Tradicionalmente, melhor dizendo, em sentido
restrito, o termo literacia diz respeito à capacidade de utilização da
língua escrita. Como conceito e produto da civilização da imprensa e da
escrita não contempla os códigos e as linguagens dos outros media
nem as linguagens emergentes dos multimedia. Ora, as
transformações profundas decorrentes do desenvolvimento das tecnologias
de comunicação criaram um ambiente cultural totalmente diferente,
reconfiguraram o papel da linguagem verbal, mormente da palavra escrita,
passando a ser apreciada, a par de outras formas de expressão simbólica,
onde se incluem imagens, sons, música e formas electrónicas de
comunicação.
O mundo actual é perpassado por uma profusão de
textos, cada um organizado de acordo com os seus códigos e convenções,
servindo funções diferentes e requerendo, por isso, competências
específicas. A literacia envolve, inevitavelmente, um conjunto mais
amplo de competências que implicam a construção da significação,
configurada em diferentes formas e em diversos contextos, além de
profundamente imbricada nas práticas culturais e sociais.
Assim sendo, só alargando as competências de acesso,
análise e comunicação a uma ampla variedade de mensagens, de forma a
incluir não só as verbais, mas as imagens, o som, os próprios media
e as mensagens suportadas pelas tecnologias de informação e
comunicação, a literacia será uma competência totalmente conseguida numa
sociedade de informação em rápida e permanente transformação, exigindo,
por isso, multiliteracias para uma efectiva construção do conhecimento.
O conceito de “multiliteracias” complementa, assim, o
conceito de literacia tradicional porque incorpora não só aspectos da
multiplicidade textual, como a crescente importância da diversidade
linguística e cultural. Recorde-se que a literacia tradicional assenta
na linguagem verbal e ainda na noção padronizada e única da língua como
se de um sistema estável se tratasse. Considerar a perspectiva das
multiliteracias obriga a incorporação de outros modos de representação
mais amplos do que as representações possíveis pela linguagem verbal.

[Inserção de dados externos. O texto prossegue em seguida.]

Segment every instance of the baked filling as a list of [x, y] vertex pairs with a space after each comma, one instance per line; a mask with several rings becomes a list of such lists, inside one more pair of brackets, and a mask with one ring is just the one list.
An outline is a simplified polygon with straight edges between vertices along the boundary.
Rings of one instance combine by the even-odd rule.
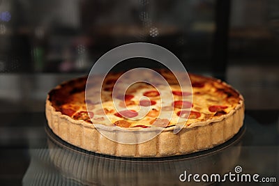
[[[169, 93], [173, 99], [160, 99], [154, 87], [137, 83], [128, 88], [123, 98], [114, 99], [121, 108], [118, 111], [113, 104], [112, 91], [121, 74], [110, 74], [105, 79], [102, 104], [87, 100], [90, 98], [87, 92], [85, 96], [86, 77], [61, 84], [49, 93], [46, 100], [48, 125], [54, 134], [74, 146], [121, 157], [191, 153], [221, 144], [239, 131], [244, 118], [243, 98], [229, 85], [213, 78], [189, 74], [192, 91], [182, 92], [173, 74], [164, 70], [159, 72], [169, 84]], [[162, 90], [164, 91], [164, 87]], [[140, 99], [142, 96], [149, 99]], [[140, 118], [140, 108], [148, 109], [147, 114], [134, 120]], [[170, 118], [164, 116], [164, 113], [172, 111]], [[109, 122], [105, 117], [110, 118]], [[179, 133], [174, 134], [176, 123], [185, 125]], [[130, 136], [136, 141], [158, 127], [163, 130], [149, 141], [127, 144], [104, 137], [93, 124], [105, 126], [105, 132], [115, 135], [116, 139], [127, 137], [127, 133], [119, 129], [137, 131], [144, 128], [136, 136]]]
[[[239, 93], [227, 84], [212, 78], [190, 75], [193, 91], [181, 92], [179, 85], [170, 84], [173, 100], [161, 100], [159, 92], [150, 84], [137, 83], [127, 90], [123, 100], [116, 99], [121, 109], [116, 111], [112, 102], [112, 88], [119, 75], [108, 76], [102, 88], [102, 104], [93, 104], [85, 101], [85, 84], [86, 78], [80, 78], [63, 84], [60, 88], [50, 93], [49, 100], [56, 111], [71, 117], [74, 120], [82, 120], [89, 123], [104, 124], [121, 127], [152, 127], [174, 126], [178, 121], [190, 126], [195, 123], [213, 119], [225, 115], [235, 109], [242, 100]], [[163, 92], [169, 91], [163, 88]], [[146, 96], [149, 100], [140, 99]], [[182, 100], [182, 98], [193, 98], [190, 100]], [[102, 107], [103, 106], [103, 107]], [[148, 108], [146, 116], [140, 120], [137, 118], [140, 108]], [[165, 114], [173, 111], [171, 119], [164, 117]], [[159, 114], [160, 118], [158, 118]], [[105, 117], [110, 119], [110, 122]], [[91, 118], [92, 120], [91, 120]]]

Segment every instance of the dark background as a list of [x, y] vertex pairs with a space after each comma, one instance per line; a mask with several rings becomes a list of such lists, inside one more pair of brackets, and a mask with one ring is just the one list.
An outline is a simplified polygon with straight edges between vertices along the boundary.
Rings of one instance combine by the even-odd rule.
[[[20, 185], [28, 150], [45, 144], [49, 90], [135, 42], [164, 47], [188, 72], [232, 84], [278, 141], [278, 1], [0, 0], [0, 182]], [[278, 149], [273, 142], [265, 145]]]

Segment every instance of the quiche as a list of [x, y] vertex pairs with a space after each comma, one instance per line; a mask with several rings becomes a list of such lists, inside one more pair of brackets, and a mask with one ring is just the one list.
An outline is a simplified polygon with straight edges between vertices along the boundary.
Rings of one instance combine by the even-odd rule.
[[[86, 100], [86, 77], [64, 82], [48, 93], [48, 125], [70, 144], [120, 157], [165, 157], [209, 149], [229, 140], [242, 127], [243, 98], [229, 85], [189, 74], [192, 91], [186, 92], [172, 73], [163, 70], [158, 72], [168, 82], [172, 99], [160, 99], [158, 89], [144, 82], [130, 86], [122, 98], [112, 99], [112, 90], [121, 73], [106, 76], [101, 87], [101, 103]], [[147, 99], [141, 99], [143, 96]], [[140, 110], [146, 114], [142, 116]], [[171, 118], [166, 117], [169, 111]], [[183, 124], [182, 129], [174, 134], [179, 123]], [[106, 136], [137, 141], [158, 130], [160, 132], [153, 138], [130, 144]]]

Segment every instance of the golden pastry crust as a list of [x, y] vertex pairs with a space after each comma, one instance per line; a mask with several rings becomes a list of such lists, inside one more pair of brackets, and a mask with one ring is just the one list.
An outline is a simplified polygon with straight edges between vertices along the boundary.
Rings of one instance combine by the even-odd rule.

Implica a integração de outras formas de construir a significação, de
outros sistemas semióticos e uma expansão do conceito de texto,
relacionada com o visual, o áudio, o espacial, o comportamento, entre
outros, sistemas esses especialmente relevantes nos media, em
especial na televisão e nos hipermedia em que as significações
se constroem e são multimodais.
Estes argumentos transformam, potencialmente, a
substância da pedagogia da Literacia em qualquer língua. A perspectiva
das multiliteracias assenta numa aprendizagem flexível das línguas,
neste caso do português, integrando não só as variedades culturais,
regionais, nacionais, técnicas…, como os canais multimodais, essenciais
à construção textual hoje, numa perspectiva activa de participação na
mudança social, nas várias comunidades em que os cidadãos agem.
São estes aspectos que tornam a literacia, assim
entendida, dificilmente questionável, pois nela se incluem outros
registos e, obviamente, outras linguagens na construção da significação.
Esta perspectiva de literacia reflecte o meio comunicacional complexo em
que os cidadãos se movem e é necessária se se pretender atingir,
plenamente, objectivos educativos mais amplos, de forma a preparar os
estudantes para viver como cidadãos informados e realizados, numa
sociedade democrática.Assegurar a todos os estudantes as aprendizagens e
competências que lhes permitam participar plenamente na vida social é
missão da Educação, para cuja consecução a aprendizagem da Literacia é
fulcral e, por isso mesmo, estas mudanças atravessam, inevitavelmente, a
área de ensino-aprendizagem do Português.